Applied Materials CFD/DFT: The bullish trend is less established than Welltower’s, yet a cup and handle continuation pattern has caught our eye. Prices have found resistance just below 52.60 and the two recent higher lows are what form the cup and handle components. Moreover, the 50-day eMA acted as support ahead of the latest leg higher. Of course, it’s possible resistance could hold for a while long, in which case look for the pattern to morph into a continuation pattern such as an ascending triangle. But ultimately, we’re looking for a breakout above resistance.
- A break above 52.60 assumes bullish trend continuation. If it breaks higher without a retracement prior, then it confirms the cup and handle pattern.
- The bias remains bullish above 48.78. If we see a pullback from the highs, we’d seek a higher low above 48.78 to show bullish pressure continues to build.
- Whilst the pattern projects an initial target around 60, swing highs around 56.94 and 58.40 make viable interim targets.
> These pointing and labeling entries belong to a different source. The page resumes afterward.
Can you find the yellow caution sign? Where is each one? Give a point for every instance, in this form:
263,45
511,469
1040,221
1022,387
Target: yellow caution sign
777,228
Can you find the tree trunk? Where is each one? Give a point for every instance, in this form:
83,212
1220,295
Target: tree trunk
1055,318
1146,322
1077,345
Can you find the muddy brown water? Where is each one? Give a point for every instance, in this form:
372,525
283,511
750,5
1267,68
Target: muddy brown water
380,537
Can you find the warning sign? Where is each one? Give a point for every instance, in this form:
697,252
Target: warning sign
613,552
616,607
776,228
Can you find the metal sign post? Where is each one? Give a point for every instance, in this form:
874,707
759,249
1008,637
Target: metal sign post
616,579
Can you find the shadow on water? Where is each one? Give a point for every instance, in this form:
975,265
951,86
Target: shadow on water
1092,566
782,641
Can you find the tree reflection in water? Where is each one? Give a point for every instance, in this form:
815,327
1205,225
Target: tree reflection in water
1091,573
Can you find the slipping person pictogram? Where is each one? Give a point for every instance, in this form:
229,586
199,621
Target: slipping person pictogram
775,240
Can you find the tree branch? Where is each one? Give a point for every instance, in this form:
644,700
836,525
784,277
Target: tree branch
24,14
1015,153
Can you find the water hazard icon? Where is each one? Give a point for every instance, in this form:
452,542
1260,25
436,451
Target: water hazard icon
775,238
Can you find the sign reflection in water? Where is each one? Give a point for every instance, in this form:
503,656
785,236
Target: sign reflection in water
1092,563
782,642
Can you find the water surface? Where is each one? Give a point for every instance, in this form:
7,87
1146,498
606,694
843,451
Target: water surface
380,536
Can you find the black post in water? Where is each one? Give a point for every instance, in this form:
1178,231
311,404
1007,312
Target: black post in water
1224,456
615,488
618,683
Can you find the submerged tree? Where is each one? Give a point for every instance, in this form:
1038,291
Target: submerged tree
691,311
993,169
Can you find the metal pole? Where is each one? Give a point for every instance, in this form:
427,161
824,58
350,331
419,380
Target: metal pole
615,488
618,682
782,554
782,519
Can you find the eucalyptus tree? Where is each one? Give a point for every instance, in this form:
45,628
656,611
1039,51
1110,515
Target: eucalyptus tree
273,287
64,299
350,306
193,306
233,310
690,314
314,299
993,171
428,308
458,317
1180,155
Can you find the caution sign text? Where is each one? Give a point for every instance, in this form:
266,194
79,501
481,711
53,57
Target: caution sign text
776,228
Cisco Systems CFD/DFT: It’s far from perfect as we’re unable to draw an ideal neckline, yet the formation screams head and shoulders top. As the trend is clearly bearish, the H&S is now a continuation pattern which could target the 41-42 area if successful.
The fact we’ve seen two notable gaps lower since the post-Nasdaq bubble highs suggests the downtrend could still be within its infancy. And we especially like how the ‘head’ has closed the gap before turning lower, with the 200 and 50-day eMA’s capping as resistance and providing a death cross (a dramatic name for the faster average closing beneath the longer one).
- The near-term bias remains bearish whilst prices hold below 48.13
- A break below 46 assumes bearish trend continuation
- With the H&S targeting the 41-42 area, traders can use round numbers as interim targets, or simply keep an open target towards the 40.25 low
Price Action Update: It's A Fine Line Between Bullish & Bearish on S&P500 | Apple, Netflix
Apple Inc CFD/DFT: After breaking out of its small correction line, prices reversed yet found support at the lower channel before accelerating high. Going on to close to fresh record highs on Friday, a small bearish hammer has formed to warn of near-term exhaustion. Still, as the trend remains bullish we’ll continue to seek opportunities to buy dips after prices have had a chance to consolidate or correct.
Netflix CFD/DFT: Prices have rebounded a little further than we’d hoped and now closed above the 275.80-282.66 resistance zone. However, the trend structure remains bearish and yesterday’s bearish hammer remains below the 50-day eMA. With earnings due for release tomorrow, we’re keen to see if it can roll over once more in line with the bearish bias or threaten the trend with a break above 305.